Die Zahl von Zwangsräumungen in China ist nach Angaben der Menschenrechtsorganisation Amnesty International drastisch gestiegen. Bewohner, die sich dagegen wehrten, würden schikaniert, geschlagen, inhaftiert oder sogar getötet, schreibt Amnesty in einem Bericht, der am Donnerstag in London vorgestellt wurde.

Grund für die Zwangsräumungen sind laut Amnesty Gewinne, die neue Bauprojekte auf den betroffenen Grundstücken versprechen. So hätten viele regionale Regierungen große Summen bei staatlichen Banken geliehen und jetzt hohe Schulden. Diese versuchten sie zu kompensieren, indem sie "unseriöse Geschäfte" mit Bauunternehmern und Immobilien-Entwicklern machten.

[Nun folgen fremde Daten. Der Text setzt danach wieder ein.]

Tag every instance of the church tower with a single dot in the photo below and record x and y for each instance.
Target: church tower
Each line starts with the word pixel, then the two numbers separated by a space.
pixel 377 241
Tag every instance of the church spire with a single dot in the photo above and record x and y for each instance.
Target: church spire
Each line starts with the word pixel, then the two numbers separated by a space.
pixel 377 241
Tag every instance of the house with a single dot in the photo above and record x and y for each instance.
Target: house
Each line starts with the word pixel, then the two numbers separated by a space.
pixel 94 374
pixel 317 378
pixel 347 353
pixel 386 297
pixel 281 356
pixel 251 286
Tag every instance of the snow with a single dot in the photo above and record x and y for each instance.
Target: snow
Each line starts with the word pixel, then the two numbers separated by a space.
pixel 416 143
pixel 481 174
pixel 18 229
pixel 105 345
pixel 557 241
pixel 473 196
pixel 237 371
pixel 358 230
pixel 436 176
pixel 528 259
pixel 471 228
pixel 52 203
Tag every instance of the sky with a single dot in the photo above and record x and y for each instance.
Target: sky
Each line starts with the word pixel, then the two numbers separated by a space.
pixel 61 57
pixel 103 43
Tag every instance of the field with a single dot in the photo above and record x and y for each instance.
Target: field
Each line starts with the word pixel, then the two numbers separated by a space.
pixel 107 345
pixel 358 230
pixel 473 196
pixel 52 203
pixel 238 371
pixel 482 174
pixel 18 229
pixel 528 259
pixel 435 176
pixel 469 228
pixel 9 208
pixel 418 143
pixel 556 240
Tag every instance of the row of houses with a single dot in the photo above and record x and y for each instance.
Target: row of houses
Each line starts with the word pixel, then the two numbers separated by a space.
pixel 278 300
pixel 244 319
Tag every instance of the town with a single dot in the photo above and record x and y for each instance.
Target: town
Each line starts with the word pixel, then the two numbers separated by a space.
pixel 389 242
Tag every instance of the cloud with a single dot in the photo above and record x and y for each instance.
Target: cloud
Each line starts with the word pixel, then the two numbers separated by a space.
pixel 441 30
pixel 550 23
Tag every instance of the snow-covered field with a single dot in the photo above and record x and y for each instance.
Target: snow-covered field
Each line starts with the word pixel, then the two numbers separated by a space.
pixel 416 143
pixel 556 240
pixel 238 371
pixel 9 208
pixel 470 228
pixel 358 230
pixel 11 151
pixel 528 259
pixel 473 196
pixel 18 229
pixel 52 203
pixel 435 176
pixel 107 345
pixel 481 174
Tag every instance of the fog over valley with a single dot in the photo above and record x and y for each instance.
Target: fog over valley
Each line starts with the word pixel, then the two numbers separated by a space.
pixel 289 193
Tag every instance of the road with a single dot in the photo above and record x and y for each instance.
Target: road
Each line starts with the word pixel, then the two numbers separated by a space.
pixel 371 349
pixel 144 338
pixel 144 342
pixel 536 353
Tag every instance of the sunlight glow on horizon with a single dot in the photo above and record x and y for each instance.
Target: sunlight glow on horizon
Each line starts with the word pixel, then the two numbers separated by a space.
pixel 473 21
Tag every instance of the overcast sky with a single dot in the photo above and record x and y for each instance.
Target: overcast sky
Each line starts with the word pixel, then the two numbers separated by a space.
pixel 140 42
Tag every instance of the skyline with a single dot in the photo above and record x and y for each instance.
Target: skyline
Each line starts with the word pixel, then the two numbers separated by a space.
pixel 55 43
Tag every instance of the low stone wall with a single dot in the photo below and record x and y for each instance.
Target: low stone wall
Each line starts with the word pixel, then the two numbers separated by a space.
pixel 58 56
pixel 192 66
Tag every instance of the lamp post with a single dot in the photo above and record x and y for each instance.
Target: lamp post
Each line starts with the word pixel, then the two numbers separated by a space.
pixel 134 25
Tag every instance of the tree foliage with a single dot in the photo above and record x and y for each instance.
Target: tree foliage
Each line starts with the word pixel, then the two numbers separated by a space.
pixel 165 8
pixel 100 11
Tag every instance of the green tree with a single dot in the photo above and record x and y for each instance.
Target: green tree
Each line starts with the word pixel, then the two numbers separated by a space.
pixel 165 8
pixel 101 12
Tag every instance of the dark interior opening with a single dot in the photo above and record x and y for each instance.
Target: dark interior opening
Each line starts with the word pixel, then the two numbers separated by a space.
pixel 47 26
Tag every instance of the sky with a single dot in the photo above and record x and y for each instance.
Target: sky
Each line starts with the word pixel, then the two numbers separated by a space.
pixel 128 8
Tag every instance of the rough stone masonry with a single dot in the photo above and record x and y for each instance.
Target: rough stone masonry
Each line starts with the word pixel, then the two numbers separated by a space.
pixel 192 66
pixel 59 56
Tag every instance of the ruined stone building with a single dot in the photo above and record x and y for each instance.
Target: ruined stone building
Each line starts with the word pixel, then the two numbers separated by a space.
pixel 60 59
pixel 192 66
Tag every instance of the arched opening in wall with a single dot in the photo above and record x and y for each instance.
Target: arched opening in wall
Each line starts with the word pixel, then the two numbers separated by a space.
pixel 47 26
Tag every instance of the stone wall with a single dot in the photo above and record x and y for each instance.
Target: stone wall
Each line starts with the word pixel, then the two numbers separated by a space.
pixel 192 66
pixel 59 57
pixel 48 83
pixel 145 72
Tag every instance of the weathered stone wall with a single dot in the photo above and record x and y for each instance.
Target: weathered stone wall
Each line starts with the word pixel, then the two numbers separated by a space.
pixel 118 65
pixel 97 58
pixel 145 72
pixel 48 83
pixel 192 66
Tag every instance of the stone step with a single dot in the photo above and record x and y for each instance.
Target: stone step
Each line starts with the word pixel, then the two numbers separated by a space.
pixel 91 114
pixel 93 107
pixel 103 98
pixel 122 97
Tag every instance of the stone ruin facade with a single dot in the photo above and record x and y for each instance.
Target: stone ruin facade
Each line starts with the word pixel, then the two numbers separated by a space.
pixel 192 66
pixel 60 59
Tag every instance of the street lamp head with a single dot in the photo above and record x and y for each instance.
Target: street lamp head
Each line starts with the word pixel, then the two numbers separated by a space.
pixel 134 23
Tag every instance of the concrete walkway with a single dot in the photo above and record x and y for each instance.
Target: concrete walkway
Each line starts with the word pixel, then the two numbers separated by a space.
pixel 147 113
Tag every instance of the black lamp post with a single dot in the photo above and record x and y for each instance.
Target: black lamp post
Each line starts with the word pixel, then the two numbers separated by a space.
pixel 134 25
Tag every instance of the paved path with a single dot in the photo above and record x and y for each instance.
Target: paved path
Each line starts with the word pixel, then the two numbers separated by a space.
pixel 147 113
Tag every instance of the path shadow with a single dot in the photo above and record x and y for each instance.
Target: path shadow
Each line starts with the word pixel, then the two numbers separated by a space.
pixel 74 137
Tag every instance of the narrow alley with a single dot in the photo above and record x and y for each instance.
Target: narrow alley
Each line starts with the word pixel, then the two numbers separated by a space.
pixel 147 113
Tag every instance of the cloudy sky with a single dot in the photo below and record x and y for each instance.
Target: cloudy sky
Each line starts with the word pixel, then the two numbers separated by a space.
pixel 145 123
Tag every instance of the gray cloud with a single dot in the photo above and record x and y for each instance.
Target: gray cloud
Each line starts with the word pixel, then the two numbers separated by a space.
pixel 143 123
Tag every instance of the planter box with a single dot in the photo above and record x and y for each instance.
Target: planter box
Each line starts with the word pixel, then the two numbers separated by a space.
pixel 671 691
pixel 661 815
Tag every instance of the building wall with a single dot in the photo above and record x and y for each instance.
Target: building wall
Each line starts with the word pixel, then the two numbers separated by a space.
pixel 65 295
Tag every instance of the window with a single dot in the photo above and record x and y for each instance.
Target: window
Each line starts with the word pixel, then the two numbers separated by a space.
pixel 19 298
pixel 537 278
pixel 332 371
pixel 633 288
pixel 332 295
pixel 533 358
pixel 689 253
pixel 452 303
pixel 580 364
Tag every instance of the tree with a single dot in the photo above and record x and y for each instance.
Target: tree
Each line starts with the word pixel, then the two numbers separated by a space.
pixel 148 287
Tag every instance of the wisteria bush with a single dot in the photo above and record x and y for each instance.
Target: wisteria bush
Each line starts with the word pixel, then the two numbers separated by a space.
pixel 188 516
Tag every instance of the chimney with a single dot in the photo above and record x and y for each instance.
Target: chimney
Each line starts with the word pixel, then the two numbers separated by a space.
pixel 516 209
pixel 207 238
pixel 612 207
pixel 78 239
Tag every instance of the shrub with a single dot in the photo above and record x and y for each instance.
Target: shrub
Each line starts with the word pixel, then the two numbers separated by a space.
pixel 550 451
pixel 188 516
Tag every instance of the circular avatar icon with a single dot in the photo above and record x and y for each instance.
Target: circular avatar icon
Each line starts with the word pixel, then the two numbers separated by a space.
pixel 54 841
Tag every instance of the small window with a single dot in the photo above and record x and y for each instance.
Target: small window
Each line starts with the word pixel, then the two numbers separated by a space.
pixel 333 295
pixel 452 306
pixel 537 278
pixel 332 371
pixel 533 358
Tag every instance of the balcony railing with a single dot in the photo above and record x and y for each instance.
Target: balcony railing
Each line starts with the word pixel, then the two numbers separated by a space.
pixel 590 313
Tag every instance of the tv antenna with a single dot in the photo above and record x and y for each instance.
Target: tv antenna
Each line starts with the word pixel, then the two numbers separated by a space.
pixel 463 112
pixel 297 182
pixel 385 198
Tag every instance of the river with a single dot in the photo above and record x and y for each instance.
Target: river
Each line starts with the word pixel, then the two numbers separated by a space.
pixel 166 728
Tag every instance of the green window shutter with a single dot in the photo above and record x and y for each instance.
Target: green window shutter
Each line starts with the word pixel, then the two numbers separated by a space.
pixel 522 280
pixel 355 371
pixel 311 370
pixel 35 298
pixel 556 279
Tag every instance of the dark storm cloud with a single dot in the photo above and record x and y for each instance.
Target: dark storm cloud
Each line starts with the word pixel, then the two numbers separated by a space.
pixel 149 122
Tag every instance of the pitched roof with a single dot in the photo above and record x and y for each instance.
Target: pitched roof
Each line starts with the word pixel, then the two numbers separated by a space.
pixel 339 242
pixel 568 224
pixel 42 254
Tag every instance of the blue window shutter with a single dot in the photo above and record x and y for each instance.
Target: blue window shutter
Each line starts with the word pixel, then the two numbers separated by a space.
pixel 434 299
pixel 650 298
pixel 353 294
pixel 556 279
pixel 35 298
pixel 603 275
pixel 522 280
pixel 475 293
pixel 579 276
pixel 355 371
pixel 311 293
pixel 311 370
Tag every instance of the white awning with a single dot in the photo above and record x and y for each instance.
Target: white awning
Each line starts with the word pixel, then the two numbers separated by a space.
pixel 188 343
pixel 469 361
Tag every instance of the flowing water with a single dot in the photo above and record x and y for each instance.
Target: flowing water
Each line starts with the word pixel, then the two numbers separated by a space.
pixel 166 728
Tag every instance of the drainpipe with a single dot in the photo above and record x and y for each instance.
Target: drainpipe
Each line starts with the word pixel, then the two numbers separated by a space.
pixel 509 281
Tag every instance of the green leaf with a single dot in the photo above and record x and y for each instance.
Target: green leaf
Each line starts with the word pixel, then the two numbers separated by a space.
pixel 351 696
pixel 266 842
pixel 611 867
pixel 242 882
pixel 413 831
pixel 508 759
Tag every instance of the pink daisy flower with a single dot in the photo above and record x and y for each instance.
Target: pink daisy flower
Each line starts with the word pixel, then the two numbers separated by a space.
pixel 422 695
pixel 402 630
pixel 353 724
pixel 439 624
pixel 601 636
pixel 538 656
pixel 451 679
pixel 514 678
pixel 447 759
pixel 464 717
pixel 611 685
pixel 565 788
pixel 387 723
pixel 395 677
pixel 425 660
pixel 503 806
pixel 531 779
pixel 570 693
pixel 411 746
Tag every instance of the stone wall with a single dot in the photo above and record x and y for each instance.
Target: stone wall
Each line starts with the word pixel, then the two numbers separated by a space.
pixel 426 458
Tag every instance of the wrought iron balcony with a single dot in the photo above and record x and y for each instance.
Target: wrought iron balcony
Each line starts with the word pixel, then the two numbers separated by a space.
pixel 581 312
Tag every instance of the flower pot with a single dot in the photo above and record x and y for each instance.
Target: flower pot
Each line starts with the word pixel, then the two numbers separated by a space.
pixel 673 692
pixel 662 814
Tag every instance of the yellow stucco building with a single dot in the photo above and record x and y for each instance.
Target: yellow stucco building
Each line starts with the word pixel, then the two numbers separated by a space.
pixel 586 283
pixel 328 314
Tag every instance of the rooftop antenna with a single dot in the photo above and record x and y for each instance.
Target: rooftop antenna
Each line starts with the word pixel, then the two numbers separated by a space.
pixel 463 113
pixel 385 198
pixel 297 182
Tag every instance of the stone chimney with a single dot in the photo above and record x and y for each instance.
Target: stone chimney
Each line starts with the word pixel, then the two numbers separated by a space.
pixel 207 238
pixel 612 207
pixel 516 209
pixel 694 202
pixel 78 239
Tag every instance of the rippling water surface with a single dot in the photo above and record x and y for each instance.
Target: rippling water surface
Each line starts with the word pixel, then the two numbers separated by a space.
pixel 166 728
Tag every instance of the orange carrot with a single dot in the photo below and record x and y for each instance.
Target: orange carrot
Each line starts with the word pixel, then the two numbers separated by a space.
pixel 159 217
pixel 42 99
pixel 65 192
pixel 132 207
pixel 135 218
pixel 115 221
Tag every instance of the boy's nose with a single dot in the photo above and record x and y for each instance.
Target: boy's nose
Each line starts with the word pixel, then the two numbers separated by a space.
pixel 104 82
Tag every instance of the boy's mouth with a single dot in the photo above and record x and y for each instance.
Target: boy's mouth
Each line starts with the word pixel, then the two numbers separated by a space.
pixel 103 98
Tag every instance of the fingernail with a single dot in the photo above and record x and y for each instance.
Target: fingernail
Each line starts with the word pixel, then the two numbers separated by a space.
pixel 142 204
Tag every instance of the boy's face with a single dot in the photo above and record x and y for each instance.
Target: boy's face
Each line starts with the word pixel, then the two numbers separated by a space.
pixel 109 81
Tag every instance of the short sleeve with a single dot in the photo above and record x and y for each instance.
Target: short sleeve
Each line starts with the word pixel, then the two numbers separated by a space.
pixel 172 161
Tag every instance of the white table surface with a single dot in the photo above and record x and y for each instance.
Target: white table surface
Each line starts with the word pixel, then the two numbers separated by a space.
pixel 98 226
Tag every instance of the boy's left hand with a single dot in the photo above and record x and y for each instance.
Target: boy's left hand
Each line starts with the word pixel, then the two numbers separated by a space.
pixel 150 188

Chinas Regierung belohne außerdem örtliche Beamte mit Beförderungen, wenn sie es schafften, das Wirtschaftswachstum anzukurbeln – egal mit welchen Mitteln. In China gehört alles Land dem Staat und den Kommunen. Privatbesitz gibt es nicht, die Bürger können aber Nutzungsrechte für bis zu 70 Jahren erhalten.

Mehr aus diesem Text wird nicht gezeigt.